Definition 1: Replicator dynamic of a single population = The agents within a population all play pure strategies, with the only difference between agents being which pure strategy they choose. After every time update, the agents reproduce according to their fitness or total payoff. The frequency of agents playing each pure strategy is analyzed to determine if these frequencies converge to fixed value as time approaches infinity.
Definition 2: Evolutionarily stable strategy (ESS) = An evolutionarily stable strategy is a mixed strategy that is resistant to invasion by new strategies. A strategy is an ESS if the payoff of just the ESS strategy is higher than the payoff of the ESS strategy and some new invader strategy. If all members of a population are playing an evolutionarily stable strategy (ESS), then another strategy could not successfully invade the population.

Snowdrift game

In the Snowdrift game, two agents work to obtain a common benefit (b) at some shared cost (c) to the cooperating agents.
The game can be explained as follows: Suppose there is snowdrift on the highway late at night. Two drivers on this road are returning to their respective homes and driving in opposite directions. One driver encounters the snowdrift on the north side, the other on the south side. If both drivers shovel out the snow (both cooperate, C), then they both get the benefit of going home (b) minus the split cost of shoveling (c/2). If neither driver shovels the snow (both defect, D), then neither gets to go home so the payoff for each is 0. If only one driver shovels while the other driver does nothing, the driver that shovels (cooperate C) gets the benefit of going home (b) minus the cost of shoveling (c), but the driver that does nothing (defect D) also gets the benefit of going home (b) without the cost.

	C	D
C	b-(c/2)	b-c
D	b	0

For the standard game, the best response to cooperating is defecting and the best response to defecting is cooperating.
The evolutionarily stable strategy of this game is for each player to play C (cooperate) with probability (2b−2c)/(2b-c) and each player to play D (defect) with probability c/(2b−c).
In the snowdrift game, we set the independent variable r = c/(2b-c), which we call the cost-benefit ratio. r also is the frequency of defectors in a population in a well-mixed population of agents. When the cost c is almost as large as the benefit b, then there is a high cost-benefit ratio, r. When the cost c is much smaller than the benefit b, then there is a low cost-benefit ratio, r.

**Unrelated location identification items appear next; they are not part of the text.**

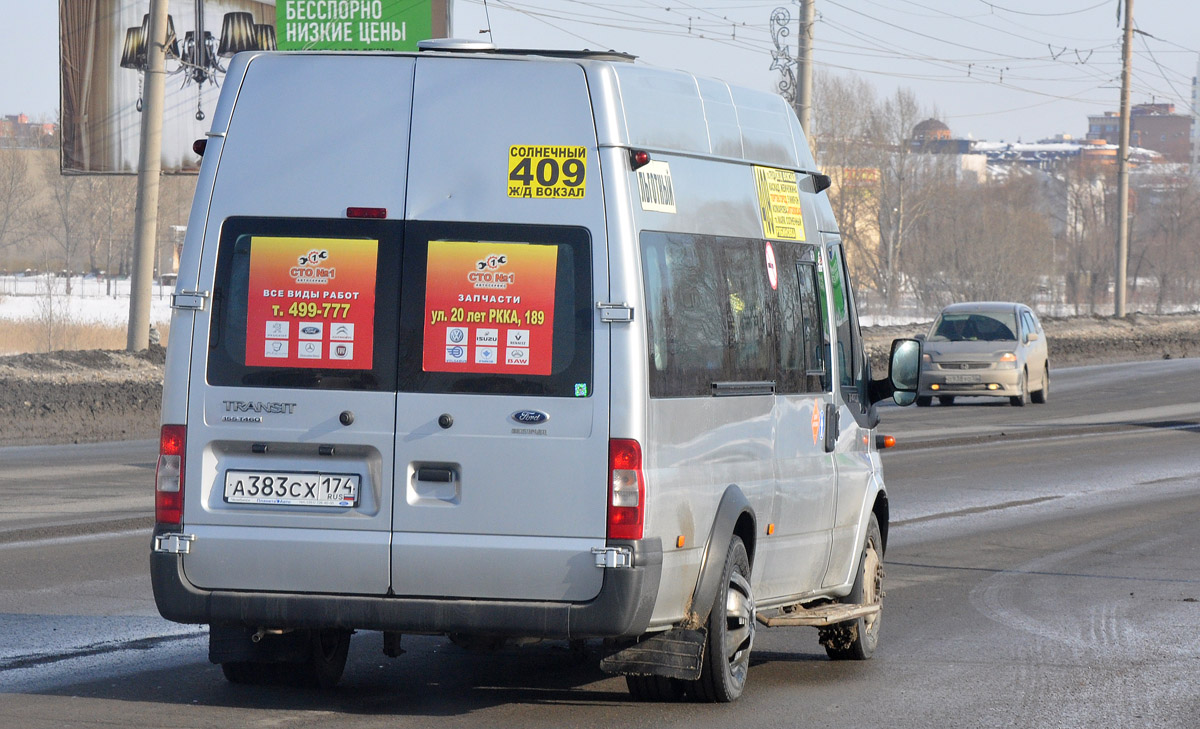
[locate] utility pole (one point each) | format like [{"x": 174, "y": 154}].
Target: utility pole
[
  {"x": 1122, "y": 263},
  {"x": 804, "y": 58},
  {"x": 145, "y": 223}
]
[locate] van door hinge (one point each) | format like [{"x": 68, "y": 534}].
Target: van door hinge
[
  {"x": 174, "y": 543},
  {"x": 189, "y": 300},
  {"x": 615, "y": 312},
  {"x": 609, "y": 558}
]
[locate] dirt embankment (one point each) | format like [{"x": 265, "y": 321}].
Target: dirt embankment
[
  {"x": 97, "y": 395},
  {"x": 79, "y": 396}
]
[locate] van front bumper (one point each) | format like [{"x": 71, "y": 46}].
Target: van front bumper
[{"x": 622, "y": 608}]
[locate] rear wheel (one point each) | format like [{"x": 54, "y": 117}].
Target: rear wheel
[
  {"x": 322, "y": 664},
  {"x": 327, "y": 662},
  {"x": 730, "y": 633},
  {"x": 1043, "y": 395},
  {"x": 857, "y": 639}
]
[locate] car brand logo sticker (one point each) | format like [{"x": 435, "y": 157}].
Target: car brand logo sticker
[{"x": 527, "y": 417}]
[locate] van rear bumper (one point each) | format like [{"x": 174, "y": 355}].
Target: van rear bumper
[{"x": 622, "y": 608}]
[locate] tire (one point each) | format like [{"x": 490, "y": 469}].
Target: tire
[
  {"x": 857, "y": 639},
  {"x": 1023, "y": 384},
  {"x": 655, "y": 688},
  {"x": 327, "y": 662},
  {"x": 731, "y": 626},
  {"x": 323, "y": 662},
  {"x": 1043, "y": 395}
]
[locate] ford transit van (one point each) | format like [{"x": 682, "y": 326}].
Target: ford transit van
[{"x": 515, "y": 344}]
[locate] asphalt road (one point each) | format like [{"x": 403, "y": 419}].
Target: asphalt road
[{"x": 1041, "y": 572}]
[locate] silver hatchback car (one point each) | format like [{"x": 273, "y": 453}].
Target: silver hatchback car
[{"x": 985, "y": 348}]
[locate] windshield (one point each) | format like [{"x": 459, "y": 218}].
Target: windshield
[{"x": 995, "y": 326}]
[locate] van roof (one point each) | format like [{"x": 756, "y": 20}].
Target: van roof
[{"x": 468, "y": 46}]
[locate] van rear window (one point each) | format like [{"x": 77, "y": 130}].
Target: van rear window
[
  {"x": 305, "y": 303},
  {"x": 498, "y": 308},
  {"x": 402, "y": 306}
]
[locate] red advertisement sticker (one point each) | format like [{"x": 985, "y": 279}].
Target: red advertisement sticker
[
  {"x": 490, "y": 307},
  {"x": 311, "y": 302}
]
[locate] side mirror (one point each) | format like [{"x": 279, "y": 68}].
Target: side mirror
[{"x": 904, "y": 372}]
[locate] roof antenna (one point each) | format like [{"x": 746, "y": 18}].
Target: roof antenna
[{"x": 487, "y": 17}]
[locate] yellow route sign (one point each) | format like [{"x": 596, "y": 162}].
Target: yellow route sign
[
  {"x": 547, "y": 170},
  {"x": 779, "y": 204}
]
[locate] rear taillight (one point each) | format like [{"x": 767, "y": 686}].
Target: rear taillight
[
  {"x": 168, "y": 502},
  {"x": 627, "y": 490}
]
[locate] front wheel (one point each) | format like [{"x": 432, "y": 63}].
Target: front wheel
[
  {"x": 730, "y": 633},
  {"x": 1023, "y": 385},
  {"x": 1043, "y": 395},
  {"x": 857, "y": 639}
]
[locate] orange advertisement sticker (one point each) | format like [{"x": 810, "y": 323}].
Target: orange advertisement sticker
[
  {"x": 311, "y": 302},
  {"x": 490, "y": 307}
]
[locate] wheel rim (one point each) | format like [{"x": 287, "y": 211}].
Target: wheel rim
[
  {"x": 873, "y": 584},
  {"x": 739, "y": 615}
]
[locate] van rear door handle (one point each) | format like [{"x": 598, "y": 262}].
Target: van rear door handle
[
  {"x": 435, "y": 474},
  {"x": 833, "y": 426}
]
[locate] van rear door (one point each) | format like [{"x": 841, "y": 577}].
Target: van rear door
[
  {"x": 502, "y": 416},
  {"x": 291, "y": 414}
]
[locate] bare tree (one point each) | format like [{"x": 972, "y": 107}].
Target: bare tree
[
  {"x": 17, "y": 194},
  {"x": 1089, "y": 234},
  {"x": 1169, "y": 221},
  {"x": 845, "y": 150},
  {"x": 109, "y": 222},
  {"x": 981, "y": 243},
  {"x": 901, "y": 203},
  {"x": 64, "y": 217}
]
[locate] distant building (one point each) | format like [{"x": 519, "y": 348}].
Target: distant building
[
  {"x": 18, "y": 132},
  {"x": 1151, "y": 126}
]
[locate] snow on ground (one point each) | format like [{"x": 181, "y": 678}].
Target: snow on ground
[{"x": 91, "y": 300}]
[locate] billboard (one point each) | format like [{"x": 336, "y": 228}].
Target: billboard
[
  {"x": 102, "y": 61},
  {"x": 354, "y": 24}
]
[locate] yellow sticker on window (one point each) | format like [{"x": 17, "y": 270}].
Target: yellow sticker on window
[
  {"x": 779, "y": 204},
  {"x": 543, "y": 172}
]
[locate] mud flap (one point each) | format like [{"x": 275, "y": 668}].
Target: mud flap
[{"x": 677, "y": 654}]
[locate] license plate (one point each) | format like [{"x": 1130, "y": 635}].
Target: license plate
[{"x": 282, "y": 488}]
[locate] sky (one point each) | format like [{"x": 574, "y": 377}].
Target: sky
[{"x": 995, "y": 70}]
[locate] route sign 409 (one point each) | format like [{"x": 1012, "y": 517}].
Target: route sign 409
[{"x": 547, "y": 172}]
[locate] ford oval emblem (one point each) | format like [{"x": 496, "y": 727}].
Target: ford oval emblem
[{"x": 529, "y": 417}]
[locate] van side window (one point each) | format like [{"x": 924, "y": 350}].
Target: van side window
[
  {"x": 306, "y": 303},
  {"x": 496, "y": 309},
  {"x": 851, "y": 362},
  {"x": 711, "y": 311},
  {"x": 802, "y": 341}
]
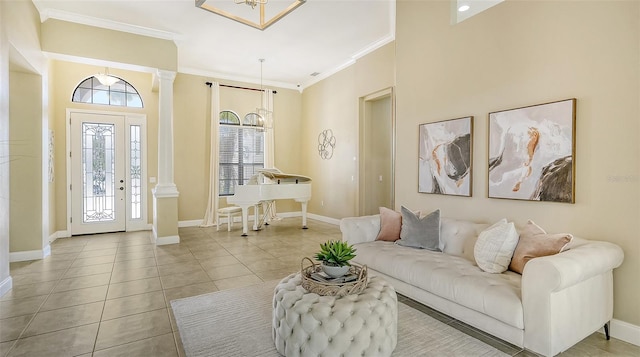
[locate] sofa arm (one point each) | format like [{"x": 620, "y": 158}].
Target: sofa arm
[
  {"x": 583, "y": 261},
  {"x": 360, "y": 229},
  {"x": 568, "y": 296}
]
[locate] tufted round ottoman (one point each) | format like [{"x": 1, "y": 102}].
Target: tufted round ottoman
[{"x": 307, "y": 324}]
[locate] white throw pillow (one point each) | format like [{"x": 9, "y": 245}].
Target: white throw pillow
[{"x": 495, "y": 245}]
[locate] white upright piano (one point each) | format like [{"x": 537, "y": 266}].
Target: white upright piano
[{"x": 265, "y": 187}]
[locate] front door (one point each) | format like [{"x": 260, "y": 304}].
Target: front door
[{"x": 98, "y": 189}]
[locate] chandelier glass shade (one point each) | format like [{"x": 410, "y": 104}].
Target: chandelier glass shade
[
  {"x": 260, "y": 20},
  {"x": 105, "y": 78}
]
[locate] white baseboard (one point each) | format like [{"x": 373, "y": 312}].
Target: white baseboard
[
  {"x": 167, "y": 240},
  {"x": 324, "y": 219},
  {"x": 28, "y": 255},
  {"x": 624, "y": 331},
  {"x": 6, "y": 285},
  {"x": 192, "y": 223},
  {"x": 198, "y": 222},
  {"x": 60, "y": 234},
  {"x": 46, "y": 251},
  {"x": 53, "y": 237}
]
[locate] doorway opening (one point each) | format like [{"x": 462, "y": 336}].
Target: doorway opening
[{"x": 106, "y": 172}]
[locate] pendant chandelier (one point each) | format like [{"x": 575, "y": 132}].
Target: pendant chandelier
[{"x": 259, "y": 19}]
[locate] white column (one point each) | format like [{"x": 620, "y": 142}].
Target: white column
[{"x": 165, "y": 194}]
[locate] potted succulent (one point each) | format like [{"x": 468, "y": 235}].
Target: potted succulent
[{"x": 335, "y": 256}]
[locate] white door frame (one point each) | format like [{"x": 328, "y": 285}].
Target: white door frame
[
  {"x": 130, "y": 119},
  {"x": 362, "y": 142}
]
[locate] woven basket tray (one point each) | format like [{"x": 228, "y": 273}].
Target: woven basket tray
[{"x": 332, "y": 289}]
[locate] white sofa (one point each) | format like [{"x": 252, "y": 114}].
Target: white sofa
[{"x": 555, "y": 303}]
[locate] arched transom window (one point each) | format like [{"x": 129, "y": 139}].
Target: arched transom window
[
  {"x": 119, "y": 94},
  {"x": 241, "y": 149}
]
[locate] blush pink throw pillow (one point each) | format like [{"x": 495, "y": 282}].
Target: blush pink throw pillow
[
  {"x": 390, "y": 225},
  {"x": 535, "y": 242}
]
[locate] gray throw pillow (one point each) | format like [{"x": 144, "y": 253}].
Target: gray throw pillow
[{"x": 419, "y": 232}]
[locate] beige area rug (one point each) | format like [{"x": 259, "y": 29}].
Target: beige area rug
[{"x": 237, "y": 322}]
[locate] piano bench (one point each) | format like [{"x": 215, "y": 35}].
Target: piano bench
[{"x": 229, "y": 212}]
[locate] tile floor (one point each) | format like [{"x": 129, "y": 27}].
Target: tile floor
[{"x": 108, "y": 294}]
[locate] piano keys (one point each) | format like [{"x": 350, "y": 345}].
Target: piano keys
[{"x": 265, "y": 187}]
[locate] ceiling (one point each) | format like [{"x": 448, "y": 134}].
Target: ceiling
[{"x": 320, "y": 36}]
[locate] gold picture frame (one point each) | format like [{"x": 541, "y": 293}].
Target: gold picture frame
[{"x": 532, "y": 152}]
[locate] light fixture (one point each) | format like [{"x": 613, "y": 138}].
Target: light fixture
[
  {"x": 252, "y": 3},
  {"x": 264, "y": 115},
  {"x": 105, "y": 78},
  {"x": 257, "y": 19}
]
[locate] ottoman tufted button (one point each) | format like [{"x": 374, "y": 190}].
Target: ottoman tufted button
[{"x": 302, "y": 321}]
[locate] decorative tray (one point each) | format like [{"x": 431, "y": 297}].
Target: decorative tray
[{"x": 329, "y": 288}]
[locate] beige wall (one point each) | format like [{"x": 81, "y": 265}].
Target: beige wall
[
  {"x": 25, "y": 150},
  {"x": 333, "y": 104},
  {"x": 108, "y": 45},
  {"x": 51, "y": 125},
  {"x": 65, "y": 77},
  {"x": 523, "y": 53},
  {"x": 4, "y": 153},
  {"x": 192, "y": 137}
]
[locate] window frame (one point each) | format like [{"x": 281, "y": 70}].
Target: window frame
[{"x": 97, "y": 88}]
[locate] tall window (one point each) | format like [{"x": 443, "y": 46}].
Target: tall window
[
  {"x": 120, "y": 94},
  {"x": 241, "y": 149}
]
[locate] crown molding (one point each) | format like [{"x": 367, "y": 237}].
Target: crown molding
[{"x": 107, "y": 24}]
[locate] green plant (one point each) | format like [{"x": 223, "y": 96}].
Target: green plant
[{"x": 336, "y": 253}]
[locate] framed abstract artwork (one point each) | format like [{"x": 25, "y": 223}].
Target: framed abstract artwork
[
  {"x": 532, "y": 151},
  {"x": 445, "y": 157}
]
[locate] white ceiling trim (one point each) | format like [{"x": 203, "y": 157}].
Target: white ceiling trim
[
  {"x": 229, "y": 77},
  {"x": 106, "y": 24},
  {"x": 328, "y": 73}
]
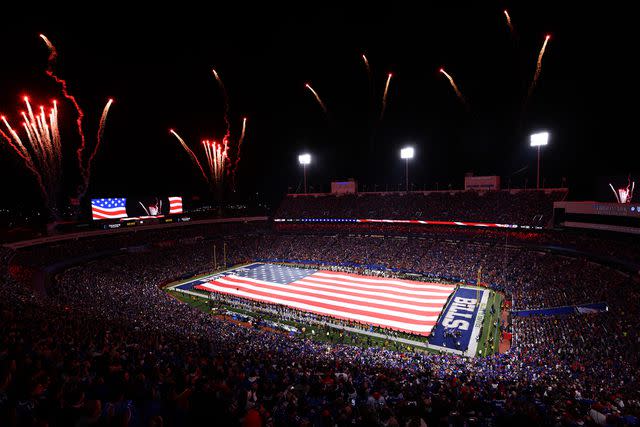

Evolutionary spatial structure model

Hauert et al. investigate spatial structure in evolutionary snowdrift. [1] They model a population of agents over time in a spatial structure, where individuals in a population are at points in a regular lattice. They let individuals have two strategies, either always cooperate or always defect. Over time, they repeatedly perform synchronous or asynchronous updates of points. When each point is updated, then the point’s occupant and nearby neighbors compete in the snowdrift game. The individual that wins the point for a given update, will have its offspring occupy the site in the next round.
The results of the spatial model are as follows: When r, the frequency of defectors, is low, the spatial model results in a higher frequency of cooperators and a lower frequency of defectors than in a well-mixed population without the spatial model. However, when r is medium or high, the spatial model results in a higher frequency of defectors and a lower frequency of cooperators than in a well-mixed population without the spatial model. What is interesting is that prior research has shown that the spatial model promotes cooperation. Remember, for a high r = c/(2b−c), the cost is almost large as the benefit. When r is low, the cost is much less than the benefit. When the cost is greater than the benefit, the snowdrift game becomes an instance of the prisoner’s dilemma. Even with a high r, the spatial model should promote cooperation as it does for the prisoner’s dilemma, but it doesn't here for the snowdrift game.
Hauert et al. [1] set the independent cost-benefit ratio r = c/(2b−c) to determine the frequency of cooperators. There are two thresholds r1 = 0.2, r2 = 0.65. When they set the cost-benefit ratio r < r1, the frequency of cooperations increases to 100% while the defectors vanish. If r > r2, the frequency of cooperations decreases to 0% while the defectors dominate. A smaller N means a higher r1 and a lower r2. This occurs for both synchronous updates and asynchronous updates.
In the spatial structure, the prisoner’s dilemma game cooperators clump together into a few large clusters. This is due to the fact that in prisoner’s dilemma, the highest payoff for a cooperator agent is when his opponent is also a cooperator. In the snowdrift game cooperators are distanced themselves into a many smaller ”t” like structures. This is due to the fact that in the snowdrift game, the only payoff for a defector agent is when his opponent is a cooperator. Since the defector receives no playoff when he plays another defector, he is strongly incentivized to be near and play to a cooperator. Without loss of generality, the same results apply to neighborhood sizes 3 ≤ N ≤ 8 as well.

Conclusion

Spatial structure typically promotes the evolution of cooperation. However, for the special case of the snowdrift game with cost values slightly to moderately smaller than benefit values, the spatial structure actually promotes the evolution of defection instead. In a real-life situation, the “closer” you are interpersonal-wise to another player, the more likely you are to defect with the costs are slightly less than, but no larger than, the benefits. This makes sense since the optimal strategy is to do the opposite of what you think the other agent will do. (If you think the other agent will cooperate, you will defect. If you think the other agent will defect, you will cooperate.)
In short, you are better off cooperating when playing the snowdrift game against strangers in a well-mixed population. If you only play people you know well and the cost is almost as large as the benefit, then you are better off defecting.